Blog Single

Posted by:

Comments:

Post Date:

L’avènement des nouvelles technologies de l’information et de la communication (NTIC) a profondément modifié la conception du travail, au point de bousculer la frontière entre la vie privée et la vie professionnelle.

Dans ce contexte, une question revient régulièrement : l’employeur peut-il limiter le droit d’accès du salarié à Internet depuis son poste de travail ? En d’autres termes, peut-il interdire au salarié d’utiliser Internet à des fins personnelles pendant son temps de travail ?
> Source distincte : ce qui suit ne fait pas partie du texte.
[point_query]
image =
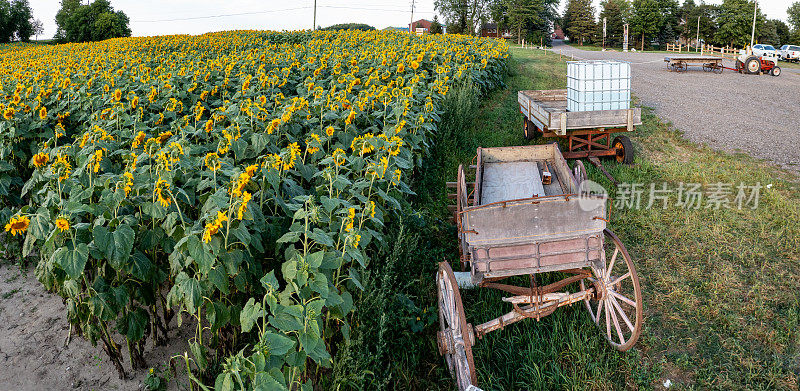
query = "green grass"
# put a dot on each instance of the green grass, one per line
(720, 287)
(597, 48)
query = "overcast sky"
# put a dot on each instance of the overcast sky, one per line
(200, 16)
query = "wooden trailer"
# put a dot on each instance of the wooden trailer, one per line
(524, 214)
(682, 63)
(588, 133)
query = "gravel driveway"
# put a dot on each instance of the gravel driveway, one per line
(758, 115)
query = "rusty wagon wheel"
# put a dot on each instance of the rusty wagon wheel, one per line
(455, 337)
(616, 306)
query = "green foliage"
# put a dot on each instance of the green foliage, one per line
(529, 19)
(617, 13)
(436, 27)
(248, 198)
(783, 33)
(462, 16)
(794, 15)
(93, 22)
(645, 20)
(349, 26)
(735, 22)
(579, 21)
(16, 21)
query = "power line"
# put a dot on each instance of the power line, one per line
(221, 16)
(278, 10)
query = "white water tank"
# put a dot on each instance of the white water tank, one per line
(598, 85)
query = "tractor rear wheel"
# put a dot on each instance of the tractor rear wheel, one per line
(752, 65)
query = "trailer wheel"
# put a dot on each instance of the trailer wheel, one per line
(624, 148)
(528, 129)
(752, 65)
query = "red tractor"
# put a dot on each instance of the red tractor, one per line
(748, 63)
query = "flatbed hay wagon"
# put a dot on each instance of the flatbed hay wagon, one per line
(682, 63)
(523, 214)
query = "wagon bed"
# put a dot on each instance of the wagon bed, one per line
(682, 63)
(513, 223)
(587, 132)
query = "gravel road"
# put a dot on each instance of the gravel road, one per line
(758, 115)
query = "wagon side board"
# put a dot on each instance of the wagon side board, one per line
(533, 220)
(545, 109)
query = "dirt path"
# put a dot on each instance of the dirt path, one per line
(758, 115)
(33, 328)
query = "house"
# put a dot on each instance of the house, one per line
(491, 30)
(401, 29)
(421, 26)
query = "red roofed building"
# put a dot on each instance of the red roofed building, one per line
(421, 26)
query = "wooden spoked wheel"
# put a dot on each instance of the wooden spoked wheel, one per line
(616, 306)
(455, 337)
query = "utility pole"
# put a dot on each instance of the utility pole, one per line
(697, 45)
(753, 33)
(411, 25)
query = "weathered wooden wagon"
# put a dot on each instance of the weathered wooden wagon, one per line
(524, 214)
(682, 63)
(588, 133)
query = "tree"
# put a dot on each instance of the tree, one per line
(783, 32)
(349, 26)
(645, 19)
(736, 21)
(436, 27)
(669, 28)
(794, 15)
(462, 16)
(93, 22)
(616, 13)
(38, 28)
(579, 20)
(15, 20)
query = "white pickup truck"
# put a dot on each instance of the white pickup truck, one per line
(789, 53)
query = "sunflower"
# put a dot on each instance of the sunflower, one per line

L’employeur peut contrôler l’utilisation d’Internet

La réponse est oui.

Les connexions établies par un salarié sur les sites Internet pendant son temps de travail, grâce à l’outil informatique mis à sa disposition par l’employeur pour l’exécution de son travail, sont présumées avoir un caractère professionnel. L’employeur peut donc les rechercher afin de les identifier, même en l’absence du salarié.

C’est d’ailleurs la position adoptée par un arrêt de la Cour de cassation française du 5 février 2010.

Par conséquent, l’usage d’Internet à des fins non professionnelles doit rester raisonnable afin, d’une part, de ne pas nuire à l’efficacité du travail et, d’autre part, de ne pas porter préjudice à l’entreprise.

En vertu de son pouvoir de direction, l’employeur peut contrôler toutes les connexions Internet établies par le salarié, même en son absence.

Il est également important de préciser que l’inscription d’un site dans la liste des « favoris » de l’ordinateur ne lui confère pas un caractère personnel et ne saurait donc limiter le pouvoir d’investigation de l’employeur.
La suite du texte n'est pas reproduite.